When Sophia fell, part of her light soaked into Chaos, and where light and matter mingled, a mind woke: Yaldabaoth, who had no memory of anything before himself, and so believed himself the first and only god.
He raised seven heavens and stamped Archons from his own substance to rule them, and crowned the work with a boast: "I am God, and there is no other god beside me." A voice from above corrected him — once — and a form of light passed over the waters of his highest heaven, and his whole kingdom saw it.
Unable to reach the light, he copied it: the Archons shaped Adam from clay in the image of what they had glimpsed. But the body would not live until the blind god, tricked from above, breathed his stolen light into it — and the copy stood up brighter than its makers.

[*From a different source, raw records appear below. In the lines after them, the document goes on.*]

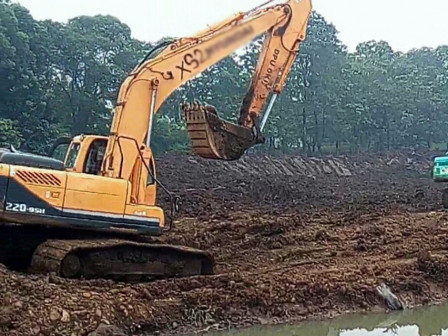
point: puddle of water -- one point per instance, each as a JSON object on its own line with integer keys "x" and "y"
{"x": 429, "y": 321}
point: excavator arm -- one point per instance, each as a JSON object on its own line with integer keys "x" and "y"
{"x": 155, "y": 79}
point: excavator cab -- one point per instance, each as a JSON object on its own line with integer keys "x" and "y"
{"x": 215, "y": 138}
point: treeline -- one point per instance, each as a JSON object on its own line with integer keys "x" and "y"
{"x": 63, "y": 79}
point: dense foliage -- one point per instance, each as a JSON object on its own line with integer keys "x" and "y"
{"x": 62, "y": 79}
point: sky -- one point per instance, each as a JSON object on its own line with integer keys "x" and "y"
{"x": 404, "y": 24}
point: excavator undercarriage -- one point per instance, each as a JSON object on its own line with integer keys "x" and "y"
{"x": 72, "y": 254}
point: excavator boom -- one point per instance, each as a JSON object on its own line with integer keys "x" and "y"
{"x": 177, "y": 62}
{"x": 95, "y": 214}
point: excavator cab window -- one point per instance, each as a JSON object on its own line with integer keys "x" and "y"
{"x": 95, "y": 157}
{"x": 72, "y": 155}
{"x": 151, "y": 173}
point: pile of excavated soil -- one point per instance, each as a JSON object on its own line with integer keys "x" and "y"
{"x": 293, "y": 238}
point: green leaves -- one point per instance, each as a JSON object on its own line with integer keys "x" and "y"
{"x": 63, "y": 79}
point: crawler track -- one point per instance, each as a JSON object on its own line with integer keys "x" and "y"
{"x": 112, "y": 258}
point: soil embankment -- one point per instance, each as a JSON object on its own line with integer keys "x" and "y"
{"x": 294, "y": 238}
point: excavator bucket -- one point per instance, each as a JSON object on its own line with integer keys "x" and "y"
{"x": 214, "y": 138}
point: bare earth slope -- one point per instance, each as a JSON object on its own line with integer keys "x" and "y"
{"x": 294, "y": 238}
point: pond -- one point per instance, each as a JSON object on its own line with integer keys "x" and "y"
{"x": 428, "y": 321}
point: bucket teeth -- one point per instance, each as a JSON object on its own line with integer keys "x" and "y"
{"x": 212, "y": 137}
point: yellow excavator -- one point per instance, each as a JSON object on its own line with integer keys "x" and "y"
{"x": 94, "y": 214}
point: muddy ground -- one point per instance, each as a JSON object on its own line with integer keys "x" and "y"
{"x": 294, "y": 238}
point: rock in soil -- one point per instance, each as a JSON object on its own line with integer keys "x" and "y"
{"x": 293, "y": 237}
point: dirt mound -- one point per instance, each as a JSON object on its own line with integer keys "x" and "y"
{"x": 294, "y": 238}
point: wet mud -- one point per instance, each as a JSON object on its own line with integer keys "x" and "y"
{"x": 294, "y": 238}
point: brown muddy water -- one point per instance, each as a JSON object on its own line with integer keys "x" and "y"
{"x": 428, "y": 321}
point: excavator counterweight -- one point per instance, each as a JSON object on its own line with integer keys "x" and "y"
{"x": 94, "y": 213}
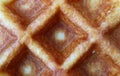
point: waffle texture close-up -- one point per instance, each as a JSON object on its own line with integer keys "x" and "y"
{"x": 59, "y": 37}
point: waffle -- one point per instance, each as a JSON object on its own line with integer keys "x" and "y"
{"x": 59, "y": 37}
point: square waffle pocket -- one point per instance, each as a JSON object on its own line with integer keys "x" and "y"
{"x": 59, "y": 37}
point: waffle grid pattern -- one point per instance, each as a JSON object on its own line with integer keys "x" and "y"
{"x": 90, "y": 46}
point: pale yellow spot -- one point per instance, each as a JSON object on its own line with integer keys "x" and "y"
{"x": 26, "y": 6}
{"x": 94, "y": 4}
{"x": 60, "y": 36}
{"x": 95, "y": 67}
{"x": 26, "y": 70}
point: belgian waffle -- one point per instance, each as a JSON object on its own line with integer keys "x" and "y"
{"x": 59, "y": 37}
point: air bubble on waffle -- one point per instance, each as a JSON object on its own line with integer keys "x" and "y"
{"x": 61, "y": 36}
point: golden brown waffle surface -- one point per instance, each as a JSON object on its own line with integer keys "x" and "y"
{"x": 59, "y": 37}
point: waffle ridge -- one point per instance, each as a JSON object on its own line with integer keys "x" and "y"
{"x": 60, "y": 38}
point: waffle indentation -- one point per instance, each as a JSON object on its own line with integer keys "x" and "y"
{"x": 28, "y": 10}
{"x": 59, "y": 37}
{"x": 114, "y": 36}
{"x": 6, "y": 38}
{"x": 26, "y": 64}
{"x": 93, "y": 10}
{"x": 95, "y": 65}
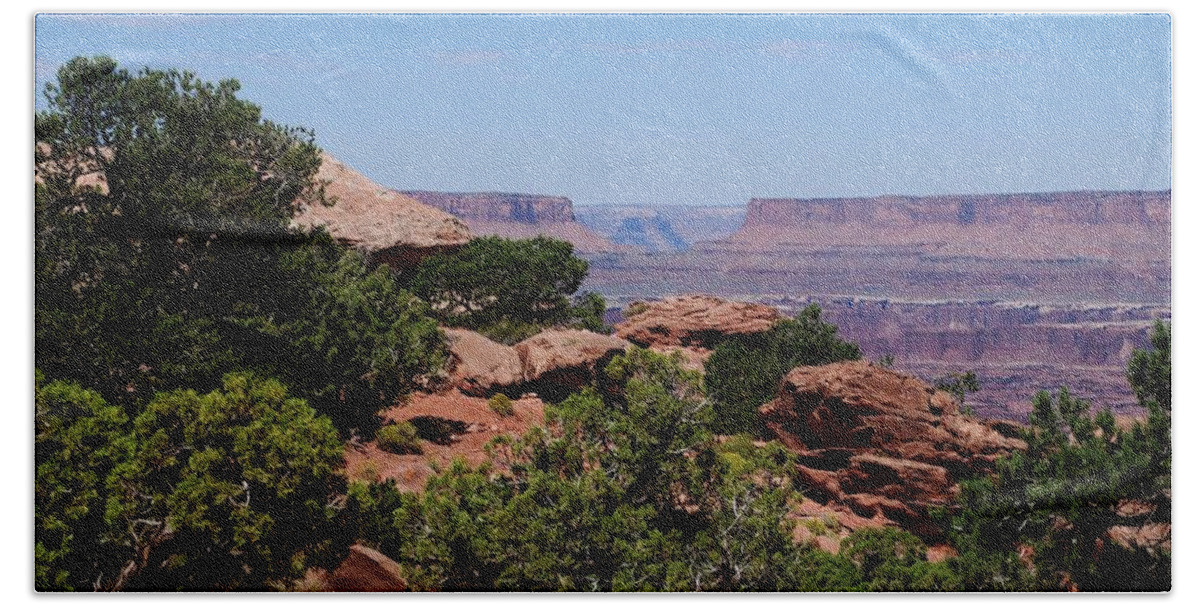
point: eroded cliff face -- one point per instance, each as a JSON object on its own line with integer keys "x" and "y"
{"x": 519, "y": 216}
{"x": 1126, "y": 228}
{"x": 1017, "y": 349}
{"x": 1055, "y": 208}
{"x": 498, "y": 206}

Everything after — the garden, the forbidden tree, the expulsion — is the blind god trying to keep his own prisoner from discovering what he carries. It has never entirely worked.
The characters
Yaldabaoth
The Demiurge · the blind god
Born of Sophia’s fallen light, he wakes alone in Chaos with no memory of anything above him, and concludes there is nothing above him.
The Archons
Powers of the seven heavens
Stamped from their maker’s own substance, each one a smaller copy of his blindness, set to rule the spheres and guard the gates.
Sophia
The unseen mother
The blind god is made of her lost light. She is the origin he cannot remember and the voice he cannot silence.
Adam
The trap that sprang on its makers
Shaped from clay to lure the light down; the breath meant to animate a servant instead disinherits the god.
Sabaoth
The son who will turn
Prince of the jealous kingdom, and the first crack in it: the one Archon who hears the voice and believes.
Where in time this story sits
The Demiurge myth as told in the Apocryphon of John and On the Origin of the World.